United States Provides Food to Djiboutians Affected by Drought

Officials gather in Djibouti to mark the food aid ceremony.
Officials gather in Djibouti to mark the food aid ceremony.

For Immediate Release

Thursday, June 21, 2012

The U.S. Government has donated food aid to benefit rural Djiboutians who have been affected by the chronic drought in this arid country. The $2.5 million worth food contribution will be distributed by the World Food Programme (WFP).  This donation is in response to the Djibouti government's drought appeal and will benefit approximately 70,000 rural residents during the current dry season. 

The food donation consisted of 800 metric tons of wheat flour, 590 metric tons of sorghum, 128.5 metric tons of pulses, 100 metric tons of vegetable oil, and 139.5 metric tons of wheat soya blend. 

The handover ceremony was attended by the U.S. Embassy, Djibouti Charge, Paul Pometto; Acting USAID Representative, Mark Mitchell; the Executive Secretary of Djibouti National Assistance Office for Refugees and Disaster Stricken People; Mr. Ibrahim Soubaneh; and Mr. Mario Touchette, the WFP representative of WFP.

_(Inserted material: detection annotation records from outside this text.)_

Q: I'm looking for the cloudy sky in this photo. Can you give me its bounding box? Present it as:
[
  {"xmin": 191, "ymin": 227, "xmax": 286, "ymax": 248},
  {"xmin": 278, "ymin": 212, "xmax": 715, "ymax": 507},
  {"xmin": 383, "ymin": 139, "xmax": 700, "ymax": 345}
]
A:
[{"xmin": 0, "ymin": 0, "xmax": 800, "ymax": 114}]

Over the past six years, USAID has assisted an average of 70,000 rural citizens each year with $15.1 million in food aid.  The U.S. Government works closely with the Government of Djibouti to address food insecurity in a number of ways.  From 2006 to 2011, USAID helped reduce the fatality rate of severely malnourished children from 20% to 0.2%.  In addition, USAID funds the Famine Early Warning System, FEWSNET, which monitors the food situation in the country and alerts the Government of Djibouti and the donor community when there is greater food insecurity.